Naphtha: JPN company buys 1H Nov cargo The first half November open-spec naphtha prices on a CFR Japan basis went down. While supply from Russia was expected to decrease going forward, the operation rates of naphtha crackers continued to be capped in Asia. A petrochemical company said that a sense of tight fundamentals was not so strong and density of delivered naphtha was relatively heavy. In the spot talks, Japan's Asahi Kasei Mitsubishi Chemical Ethylene Corp (AMEC) conducted a buy tender for 25,000mt of open-spec naphtha for delivery in the first half of November via a tender closed on Tuesday. On the other hand, demand in Europe was currently firm. Naphtha was being consumed for a gasoline blending. According to a market source, refineries in Europe were producing gasoline for Africa.

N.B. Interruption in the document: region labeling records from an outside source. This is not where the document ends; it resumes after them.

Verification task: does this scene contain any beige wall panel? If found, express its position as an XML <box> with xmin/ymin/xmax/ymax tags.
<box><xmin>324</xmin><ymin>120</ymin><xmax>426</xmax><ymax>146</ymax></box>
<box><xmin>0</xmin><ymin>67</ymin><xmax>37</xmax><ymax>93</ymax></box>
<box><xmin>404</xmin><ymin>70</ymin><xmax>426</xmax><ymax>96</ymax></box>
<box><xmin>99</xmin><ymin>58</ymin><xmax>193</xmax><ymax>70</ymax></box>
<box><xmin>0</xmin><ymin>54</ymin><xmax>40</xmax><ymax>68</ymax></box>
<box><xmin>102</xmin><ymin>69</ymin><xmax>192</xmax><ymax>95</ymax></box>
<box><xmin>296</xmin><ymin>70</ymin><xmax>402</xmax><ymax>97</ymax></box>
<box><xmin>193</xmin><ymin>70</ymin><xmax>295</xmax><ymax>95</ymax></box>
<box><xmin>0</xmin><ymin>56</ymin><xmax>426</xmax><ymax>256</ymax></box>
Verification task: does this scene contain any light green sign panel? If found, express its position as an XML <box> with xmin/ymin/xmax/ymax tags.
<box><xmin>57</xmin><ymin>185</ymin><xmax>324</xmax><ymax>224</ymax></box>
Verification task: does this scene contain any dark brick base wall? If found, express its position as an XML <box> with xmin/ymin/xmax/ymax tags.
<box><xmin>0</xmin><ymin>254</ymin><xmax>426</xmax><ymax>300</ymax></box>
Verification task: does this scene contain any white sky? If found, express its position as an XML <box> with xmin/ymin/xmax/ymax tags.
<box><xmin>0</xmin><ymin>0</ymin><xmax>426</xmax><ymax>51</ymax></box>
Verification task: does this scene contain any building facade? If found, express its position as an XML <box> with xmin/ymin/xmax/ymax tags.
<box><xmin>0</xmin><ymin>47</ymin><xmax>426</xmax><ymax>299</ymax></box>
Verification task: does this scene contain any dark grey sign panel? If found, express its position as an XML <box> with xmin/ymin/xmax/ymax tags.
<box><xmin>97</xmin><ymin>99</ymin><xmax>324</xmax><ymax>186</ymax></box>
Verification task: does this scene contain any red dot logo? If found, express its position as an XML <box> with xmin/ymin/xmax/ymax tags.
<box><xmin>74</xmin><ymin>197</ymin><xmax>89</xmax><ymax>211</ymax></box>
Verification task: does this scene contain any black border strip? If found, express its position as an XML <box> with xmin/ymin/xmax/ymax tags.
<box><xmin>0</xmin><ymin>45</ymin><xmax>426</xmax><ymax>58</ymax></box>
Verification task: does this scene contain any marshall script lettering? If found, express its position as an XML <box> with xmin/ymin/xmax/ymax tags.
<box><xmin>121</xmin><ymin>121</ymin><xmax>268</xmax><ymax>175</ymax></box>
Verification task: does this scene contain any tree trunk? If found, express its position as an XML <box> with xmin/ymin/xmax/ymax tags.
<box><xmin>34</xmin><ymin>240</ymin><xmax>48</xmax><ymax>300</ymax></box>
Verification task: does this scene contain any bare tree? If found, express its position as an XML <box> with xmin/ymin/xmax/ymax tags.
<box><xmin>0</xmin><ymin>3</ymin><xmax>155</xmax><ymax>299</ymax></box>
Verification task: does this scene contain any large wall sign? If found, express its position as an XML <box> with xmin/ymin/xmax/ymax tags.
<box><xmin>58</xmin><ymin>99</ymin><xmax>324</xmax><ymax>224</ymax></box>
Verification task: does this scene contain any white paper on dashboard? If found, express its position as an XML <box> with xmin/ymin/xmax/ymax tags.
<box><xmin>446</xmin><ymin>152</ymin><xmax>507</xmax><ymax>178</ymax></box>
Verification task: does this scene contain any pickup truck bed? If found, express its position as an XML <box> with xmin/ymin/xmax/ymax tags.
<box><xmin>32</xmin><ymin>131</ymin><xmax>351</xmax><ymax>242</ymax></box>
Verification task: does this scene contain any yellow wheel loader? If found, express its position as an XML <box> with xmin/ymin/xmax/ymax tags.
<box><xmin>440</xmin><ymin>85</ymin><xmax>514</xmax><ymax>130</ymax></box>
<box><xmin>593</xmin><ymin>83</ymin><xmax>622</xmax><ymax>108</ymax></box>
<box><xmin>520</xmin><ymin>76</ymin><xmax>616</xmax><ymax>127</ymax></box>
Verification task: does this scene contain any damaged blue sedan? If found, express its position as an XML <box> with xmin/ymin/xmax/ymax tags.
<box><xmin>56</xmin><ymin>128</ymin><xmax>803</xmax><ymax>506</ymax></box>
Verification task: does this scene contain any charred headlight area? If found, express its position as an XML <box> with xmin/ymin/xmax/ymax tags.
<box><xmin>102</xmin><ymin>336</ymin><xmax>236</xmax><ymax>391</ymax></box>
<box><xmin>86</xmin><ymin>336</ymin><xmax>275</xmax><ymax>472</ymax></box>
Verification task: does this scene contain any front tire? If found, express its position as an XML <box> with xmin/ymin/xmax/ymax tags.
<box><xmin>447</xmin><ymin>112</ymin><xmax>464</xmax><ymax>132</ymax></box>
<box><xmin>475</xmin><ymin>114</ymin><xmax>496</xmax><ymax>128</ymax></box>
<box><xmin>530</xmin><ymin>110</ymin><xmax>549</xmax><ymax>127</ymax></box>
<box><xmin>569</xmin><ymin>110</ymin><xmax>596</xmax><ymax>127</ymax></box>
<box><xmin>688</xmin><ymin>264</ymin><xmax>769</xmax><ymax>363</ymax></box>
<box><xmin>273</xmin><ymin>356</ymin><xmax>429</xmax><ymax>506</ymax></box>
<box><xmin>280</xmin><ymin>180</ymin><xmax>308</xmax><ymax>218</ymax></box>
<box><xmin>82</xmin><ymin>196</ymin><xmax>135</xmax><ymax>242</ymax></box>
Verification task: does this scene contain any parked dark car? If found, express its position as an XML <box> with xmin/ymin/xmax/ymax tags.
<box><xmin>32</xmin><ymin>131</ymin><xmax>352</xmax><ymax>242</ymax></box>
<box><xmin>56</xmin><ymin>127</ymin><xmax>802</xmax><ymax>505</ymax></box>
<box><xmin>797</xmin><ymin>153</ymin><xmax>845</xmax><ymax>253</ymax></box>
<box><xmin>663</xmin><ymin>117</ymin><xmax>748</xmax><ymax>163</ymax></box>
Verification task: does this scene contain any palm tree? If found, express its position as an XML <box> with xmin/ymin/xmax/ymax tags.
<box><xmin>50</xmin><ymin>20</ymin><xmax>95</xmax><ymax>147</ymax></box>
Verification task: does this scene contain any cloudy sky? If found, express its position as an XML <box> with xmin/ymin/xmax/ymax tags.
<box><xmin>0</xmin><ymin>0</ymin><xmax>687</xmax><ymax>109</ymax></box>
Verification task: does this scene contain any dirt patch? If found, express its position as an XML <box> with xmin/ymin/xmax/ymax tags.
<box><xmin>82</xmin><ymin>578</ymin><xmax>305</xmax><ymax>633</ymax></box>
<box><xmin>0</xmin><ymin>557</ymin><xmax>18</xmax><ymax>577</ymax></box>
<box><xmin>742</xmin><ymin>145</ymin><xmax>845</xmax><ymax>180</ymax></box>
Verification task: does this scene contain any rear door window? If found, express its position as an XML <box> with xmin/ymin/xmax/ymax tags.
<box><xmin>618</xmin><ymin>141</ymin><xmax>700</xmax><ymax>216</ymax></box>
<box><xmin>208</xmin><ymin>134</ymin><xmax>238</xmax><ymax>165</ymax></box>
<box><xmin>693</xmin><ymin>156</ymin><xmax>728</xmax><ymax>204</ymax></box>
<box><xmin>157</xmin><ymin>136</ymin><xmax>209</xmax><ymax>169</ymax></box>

Middle distillates: 500ppm GO market weakens with strong sales from Korea The differentials for MR-size cargoes of jet fuel on an FOB Northeast Asia basis unchanged. The Chinese government had announced the third batch of export quotas of oil products, but movements of oil companies to sell cargoes loading in October were slow. Some were thinking twice of their plans for the time being as the third batch was smaller than the initial market expectations. The differentials for MR-size cargoes of 0.05% sulfur gasoil on an FOB Northeast Asia basis went down. One sale after another from South Korea caused slack market fundamentals in the region. In Asia, prices for 0.05% sulfur gasoil were higher than jet fuel, so that sellers were focusing on the grade in terms of profitability. S-Oil Co in South Korea sold two MR-size cargoes loading on Oct 22-26 and Oct 27-31 via a tender Meanwhile, GS Caltex had sold an MR-size cargo loading on Oct 26-30.
Fuel oil: Sales from Dangote continue The differential for MR-size cargoes of 0.5% sulfur fuel oil on an FOB South Korea basis unchanged. However, in Asia especially in Singapore, inventories of fuel oil stood high, demand of low-sulfur fuel oil for power generation was expected to decline going forward toward the off-demand season of power. On the other hand, sales in the spot market were witnessed in part due to refinery troubles in the region. The 650.000b/d Dangote refinery in Nigeria conducted a tender to sell 130,000mt of low-sulfur straight run fuel oil (0.5%S) loading on Oct6-8. It was scheduled to close on Sep 19. As reported before, the residue fluid catalytic cracker (RFCC) had stopped operations at its refinery.